Careful Words

simplicity (n.)

Of manners gentle, of affections mild;

In wit a man, simplicity a child.

Alexander Pope (1688-1744): Epitaph on Gay.

Give me a look, give me a face,

That makes simplicity a grace;

Robes loosely flowing, hair as free,—

Such sweet neglect more taketh me

Than all the adulteries of art:

They strike mine eyes, but not my heart.

Ben Jonson (1573-1637): Epicoene; Or, the Silent Woman. Act i. Sc. 1.

Elegant as simplicity, and warm

As ecstasy.

William Cowper (1731-1800): Table Talk. Line 588.

  No gilded dome swells from the lowly roof to catch the morning or evening beam; but the love and gratitude of united America settle upon it in one eternal sunshine. From beneath that humble roof went forth the intrepid and unselfish warrior, the magistrate who knew no glory but his country's good; to that he returned, happiest when his work was done. There he lived in noble simplicity, there he died in glory and peace. While it stands, the latest generations of the grateful children of America will make this pilgrimage to it as to a shrine; and when it shall fall, if fall it must, the memory and the name of Washington shall shed an eternal glory on the spot.

Edward Everett (1794-1865): Oration on the Character of Washington.

  We have exchanged the Washingtonian dignity for the Jeffersonian simplicity, which was in truth only another name for the Jacksonian vulgarity.

Bishop Henry C Potter (1835-1908): Address at the Washington Centennial Service in St. Paul's Chapel, New York, April 30, 1889.

  The elegant simplicity of the three per cents.

Lord Stowell (1745-1836): Lives of the Lord Chancellors (Campbell). Vol. x. Chap. 212.

  The sweet simplicity of the three per cents.

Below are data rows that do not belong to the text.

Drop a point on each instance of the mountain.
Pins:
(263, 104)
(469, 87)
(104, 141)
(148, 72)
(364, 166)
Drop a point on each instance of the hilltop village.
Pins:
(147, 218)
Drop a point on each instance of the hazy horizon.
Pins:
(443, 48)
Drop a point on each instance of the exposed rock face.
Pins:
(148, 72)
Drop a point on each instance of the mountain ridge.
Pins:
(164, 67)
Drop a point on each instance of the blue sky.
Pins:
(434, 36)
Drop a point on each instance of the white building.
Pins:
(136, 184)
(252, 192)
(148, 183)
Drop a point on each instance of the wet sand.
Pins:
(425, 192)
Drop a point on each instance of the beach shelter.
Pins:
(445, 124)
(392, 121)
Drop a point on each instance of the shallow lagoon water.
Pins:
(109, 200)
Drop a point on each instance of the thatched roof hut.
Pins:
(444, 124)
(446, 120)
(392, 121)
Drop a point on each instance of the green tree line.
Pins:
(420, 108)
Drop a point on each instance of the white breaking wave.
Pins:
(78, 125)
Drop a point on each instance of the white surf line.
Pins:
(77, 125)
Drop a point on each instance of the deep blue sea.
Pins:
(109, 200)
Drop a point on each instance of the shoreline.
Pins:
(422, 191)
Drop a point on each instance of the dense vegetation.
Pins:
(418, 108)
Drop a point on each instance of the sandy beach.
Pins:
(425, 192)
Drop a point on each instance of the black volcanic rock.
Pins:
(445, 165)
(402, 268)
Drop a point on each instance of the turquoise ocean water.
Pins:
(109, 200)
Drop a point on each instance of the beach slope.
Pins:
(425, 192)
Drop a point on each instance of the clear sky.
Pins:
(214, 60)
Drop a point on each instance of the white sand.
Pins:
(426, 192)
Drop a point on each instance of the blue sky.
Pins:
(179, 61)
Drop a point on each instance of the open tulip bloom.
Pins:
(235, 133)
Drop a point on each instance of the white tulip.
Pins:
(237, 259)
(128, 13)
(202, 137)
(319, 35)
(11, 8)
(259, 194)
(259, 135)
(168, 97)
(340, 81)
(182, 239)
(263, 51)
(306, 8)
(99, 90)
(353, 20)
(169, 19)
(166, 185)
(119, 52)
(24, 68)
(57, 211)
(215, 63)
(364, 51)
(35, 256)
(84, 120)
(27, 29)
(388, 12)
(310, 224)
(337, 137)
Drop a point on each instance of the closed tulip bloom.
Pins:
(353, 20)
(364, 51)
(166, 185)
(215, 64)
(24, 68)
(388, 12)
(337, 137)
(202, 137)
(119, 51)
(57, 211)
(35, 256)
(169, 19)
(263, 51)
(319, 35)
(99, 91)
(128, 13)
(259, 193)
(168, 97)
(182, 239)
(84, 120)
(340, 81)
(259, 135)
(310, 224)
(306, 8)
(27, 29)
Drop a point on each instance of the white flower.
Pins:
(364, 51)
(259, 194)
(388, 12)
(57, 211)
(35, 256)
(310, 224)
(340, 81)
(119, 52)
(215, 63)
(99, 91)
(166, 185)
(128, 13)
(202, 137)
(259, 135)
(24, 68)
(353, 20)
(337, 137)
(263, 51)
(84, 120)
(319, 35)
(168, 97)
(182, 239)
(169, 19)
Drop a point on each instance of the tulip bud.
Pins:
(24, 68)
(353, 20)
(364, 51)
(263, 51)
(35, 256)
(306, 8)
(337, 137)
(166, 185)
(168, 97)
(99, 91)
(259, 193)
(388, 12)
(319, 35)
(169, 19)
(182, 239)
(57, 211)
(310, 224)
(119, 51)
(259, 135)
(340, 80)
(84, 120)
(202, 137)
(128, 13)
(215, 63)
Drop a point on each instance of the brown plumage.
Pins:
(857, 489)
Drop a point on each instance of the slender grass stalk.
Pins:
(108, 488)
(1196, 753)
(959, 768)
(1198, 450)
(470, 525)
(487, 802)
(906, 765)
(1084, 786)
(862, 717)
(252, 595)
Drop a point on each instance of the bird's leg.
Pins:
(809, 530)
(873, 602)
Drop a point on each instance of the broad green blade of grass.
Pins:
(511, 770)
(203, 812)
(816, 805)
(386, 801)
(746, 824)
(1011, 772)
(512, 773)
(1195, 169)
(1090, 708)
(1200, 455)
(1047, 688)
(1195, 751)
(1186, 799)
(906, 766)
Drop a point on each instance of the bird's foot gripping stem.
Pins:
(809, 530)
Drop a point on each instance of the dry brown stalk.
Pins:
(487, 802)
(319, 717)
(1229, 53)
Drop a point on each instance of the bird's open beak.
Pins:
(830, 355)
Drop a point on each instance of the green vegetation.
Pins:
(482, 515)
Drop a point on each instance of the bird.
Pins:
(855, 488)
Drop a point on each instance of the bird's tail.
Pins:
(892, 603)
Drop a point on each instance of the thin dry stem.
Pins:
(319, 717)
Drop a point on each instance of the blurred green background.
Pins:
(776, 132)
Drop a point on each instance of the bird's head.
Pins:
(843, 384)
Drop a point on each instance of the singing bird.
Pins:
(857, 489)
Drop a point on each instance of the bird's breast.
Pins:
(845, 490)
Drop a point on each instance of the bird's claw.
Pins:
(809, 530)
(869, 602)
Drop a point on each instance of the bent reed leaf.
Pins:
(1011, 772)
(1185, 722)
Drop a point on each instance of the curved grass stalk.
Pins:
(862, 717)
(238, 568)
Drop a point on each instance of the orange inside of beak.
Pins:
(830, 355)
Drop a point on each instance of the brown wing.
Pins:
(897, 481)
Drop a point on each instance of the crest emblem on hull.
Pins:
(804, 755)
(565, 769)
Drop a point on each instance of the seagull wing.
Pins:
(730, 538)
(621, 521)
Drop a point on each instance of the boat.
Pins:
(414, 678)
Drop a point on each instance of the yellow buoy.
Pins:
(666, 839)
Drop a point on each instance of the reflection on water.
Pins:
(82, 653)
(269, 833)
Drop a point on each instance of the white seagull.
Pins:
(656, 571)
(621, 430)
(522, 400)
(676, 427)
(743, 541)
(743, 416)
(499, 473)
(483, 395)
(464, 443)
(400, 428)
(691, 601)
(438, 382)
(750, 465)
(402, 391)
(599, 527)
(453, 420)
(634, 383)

Benjamin Disraeli (Earl Beaconsfield) (1805-1881): Endymion. Chap. xcvi.

And oft, though wisdom wake, suspicion sleeps

At wisdom's gate, and to simplicity

Resigns her charge, while goodness thinks no ill

Where no ill seems.

John Milton (1608-1674): Paradise Lost. Book iii. Line 686.

And simple truth miscall'd simplicity,

And captive good attending captain ill.

William Shakespeare (1564-1616): Sonnet lxvi.

Rich in saving common-sense,

And, as the greatest only are,

In his simplicity sublime.

Alfred Tennyson (1809-1892): Ode on the Death of the Duke of Wellington. Stanza 4.